To what do you attribute the fund's superior risk-adjusted performance over the five years to the end of 2022?

This was driven by our tactical asset allocation as well as manager selection. The largest positive contributor was being underweight in global fixed income, as the Bloomberg Global Aggregate Index dropped 1.3% per year over the past five years. Our fixed-income managers protected capital exceptionally well, with four of our five managers delivering positive USD returns over the period. Furthermore, our global equity managers managed to outperform the MSCI World Index, led by our value and thematic investment managers.

2022 was a rough year for investors –how did you go about navigating it?
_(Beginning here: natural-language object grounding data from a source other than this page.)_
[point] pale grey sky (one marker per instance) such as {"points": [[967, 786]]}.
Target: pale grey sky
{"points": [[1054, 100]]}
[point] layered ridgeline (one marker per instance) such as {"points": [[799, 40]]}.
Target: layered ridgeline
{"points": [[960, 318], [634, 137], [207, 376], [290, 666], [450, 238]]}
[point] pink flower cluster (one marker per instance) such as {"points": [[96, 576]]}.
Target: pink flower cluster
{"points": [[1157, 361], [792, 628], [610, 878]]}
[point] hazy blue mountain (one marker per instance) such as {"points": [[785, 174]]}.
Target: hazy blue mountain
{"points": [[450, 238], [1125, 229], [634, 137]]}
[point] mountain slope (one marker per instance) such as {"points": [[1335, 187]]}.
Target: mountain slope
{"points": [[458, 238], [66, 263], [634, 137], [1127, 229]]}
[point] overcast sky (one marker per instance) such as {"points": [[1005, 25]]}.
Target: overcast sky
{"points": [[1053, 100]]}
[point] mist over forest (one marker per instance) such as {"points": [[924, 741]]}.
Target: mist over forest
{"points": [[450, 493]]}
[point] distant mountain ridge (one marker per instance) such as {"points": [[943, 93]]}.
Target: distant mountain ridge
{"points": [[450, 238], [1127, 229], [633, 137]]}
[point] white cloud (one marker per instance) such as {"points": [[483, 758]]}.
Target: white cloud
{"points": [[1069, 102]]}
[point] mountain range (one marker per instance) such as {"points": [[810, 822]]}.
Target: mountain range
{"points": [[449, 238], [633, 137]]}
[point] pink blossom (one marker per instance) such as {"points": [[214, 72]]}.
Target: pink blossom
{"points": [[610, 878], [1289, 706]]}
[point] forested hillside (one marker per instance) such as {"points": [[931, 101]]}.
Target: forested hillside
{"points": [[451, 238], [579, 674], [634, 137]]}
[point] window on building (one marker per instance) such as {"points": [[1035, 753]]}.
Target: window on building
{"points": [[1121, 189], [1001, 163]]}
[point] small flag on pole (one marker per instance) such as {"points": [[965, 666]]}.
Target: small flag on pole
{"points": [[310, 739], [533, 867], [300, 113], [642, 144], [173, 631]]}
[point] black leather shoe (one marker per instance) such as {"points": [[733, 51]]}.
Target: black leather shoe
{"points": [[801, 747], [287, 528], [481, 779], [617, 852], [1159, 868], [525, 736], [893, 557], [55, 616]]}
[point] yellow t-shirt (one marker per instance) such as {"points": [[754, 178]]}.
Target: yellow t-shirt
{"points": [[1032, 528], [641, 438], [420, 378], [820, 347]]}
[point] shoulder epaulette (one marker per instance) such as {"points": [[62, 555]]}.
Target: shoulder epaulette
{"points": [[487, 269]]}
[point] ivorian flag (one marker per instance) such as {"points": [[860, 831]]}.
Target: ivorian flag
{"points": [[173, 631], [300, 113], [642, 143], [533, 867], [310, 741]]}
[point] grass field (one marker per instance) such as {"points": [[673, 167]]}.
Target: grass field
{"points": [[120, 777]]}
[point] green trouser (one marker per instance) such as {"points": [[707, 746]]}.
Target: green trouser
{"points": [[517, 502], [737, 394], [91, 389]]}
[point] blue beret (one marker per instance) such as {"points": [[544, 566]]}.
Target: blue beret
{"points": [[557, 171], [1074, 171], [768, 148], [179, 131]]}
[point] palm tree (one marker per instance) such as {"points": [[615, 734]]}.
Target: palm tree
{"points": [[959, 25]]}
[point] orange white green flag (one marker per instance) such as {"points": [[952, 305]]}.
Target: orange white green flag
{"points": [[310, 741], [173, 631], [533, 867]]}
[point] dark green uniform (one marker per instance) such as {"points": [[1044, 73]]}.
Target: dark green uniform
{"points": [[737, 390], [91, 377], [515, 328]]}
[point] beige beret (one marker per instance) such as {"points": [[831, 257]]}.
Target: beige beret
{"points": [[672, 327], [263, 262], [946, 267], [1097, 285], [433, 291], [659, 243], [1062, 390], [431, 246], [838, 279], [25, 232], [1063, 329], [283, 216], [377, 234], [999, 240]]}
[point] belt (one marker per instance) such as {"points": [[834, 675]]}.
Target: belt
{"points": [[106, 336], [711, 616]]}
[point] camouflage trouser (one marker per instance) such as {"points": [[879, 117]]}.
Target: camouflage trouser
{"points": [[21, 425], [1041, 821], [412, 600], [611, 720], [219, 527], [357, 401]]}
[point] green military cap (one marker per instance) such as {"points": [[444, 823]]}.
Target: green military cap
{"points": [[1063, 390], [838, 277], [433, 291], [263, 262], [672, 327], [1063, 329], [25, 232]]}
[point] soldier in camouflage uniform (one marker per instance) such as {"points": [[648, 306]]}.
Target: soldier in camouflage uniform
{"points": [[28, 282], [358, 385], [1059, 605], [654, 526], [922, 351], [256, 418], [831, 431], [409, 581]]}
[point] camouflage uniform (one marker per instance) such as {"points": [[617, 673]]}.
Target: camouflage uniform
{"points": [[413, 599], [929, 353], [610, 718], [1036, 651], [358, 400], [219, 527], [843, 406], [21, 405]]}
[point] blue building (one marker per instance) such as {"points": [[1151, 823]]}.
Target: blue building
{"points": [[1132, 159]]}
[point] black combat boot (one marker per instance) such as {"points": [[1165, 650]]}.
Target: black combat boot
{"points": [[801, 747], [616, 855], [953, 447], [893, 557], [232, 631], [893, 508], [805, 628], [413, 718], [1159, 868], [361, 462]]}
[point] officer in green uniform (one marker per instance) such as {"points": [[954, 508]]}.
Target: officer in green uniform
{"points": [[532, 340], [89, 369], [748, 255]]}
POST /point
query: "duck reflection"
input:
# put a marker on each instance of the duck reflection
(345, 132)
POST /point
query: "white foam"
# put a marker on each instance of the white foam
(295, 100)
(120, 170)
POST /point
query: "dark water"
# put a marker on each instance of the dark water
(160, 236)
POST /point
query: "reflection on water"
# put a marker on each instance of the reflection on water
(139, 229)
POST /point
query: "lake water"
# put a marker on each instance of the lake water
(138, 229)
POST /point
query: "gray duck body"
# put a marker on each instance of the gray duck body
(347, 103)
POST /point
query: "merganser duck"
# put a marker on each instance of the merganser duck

During the first quarter of 2022 we progressively cut equity exposure, culminating in the lowest equity weighting (24%) we have run since the inception of the fund in 2012. This was in light of our assessment that the risk-return trade-off for global equities was particularly poor, given heightened geopolitical risk and complicated central bank policy at that point. Subsequent to that tactical downweighting, the MSCI World Index fell over 12% over the following few weeks.

Having entered 2022 with very little developed-market government bond exposure, we increased exposure to fixed income throughout most of 2022 as yields began to normalise.

Since the beginning of December, we have again downweighted our position in risk assets.

How are you positioning the fund going forward, considering worries about a global recession, inflation, and high interest rates?

We continue to believe that the US economy is capable of a soft landing, albeit that growth will slow materially. In the UK and Europe, the slowdown is more a function of food and energy prices spiking while consumer confidence has fallen.

In equity markets it will feel like a recession, even if the economy avoids one, because the parts that are slowing the most are the ones the equity market is most exposed to. In other words, we are likely to have an earnings recession, and the market has not priced this in, in our view.

We are very overweight in fixed income, across both government bonds (developed and emerging markets) and credit. Given our view of markedly slower growth in 2023, together with a sharp fall-off in inflation in the short term, government bond yields have the potential to fall, especially in the US.

In general, with higher yields today across the curve and credit spectrum, we feel that the opportunity cost of being underweight equities and overweight both short- and long-duration fixed income is materially lower than it was 12 months ago – even if our view on equities proves incorrect.

Portfolio manager Riaan Wagner and Ryan Friedman, head of multi-manager investments at Investec Wealth and Investment, collect the trophy from Personal Finance editor Martin Hesse.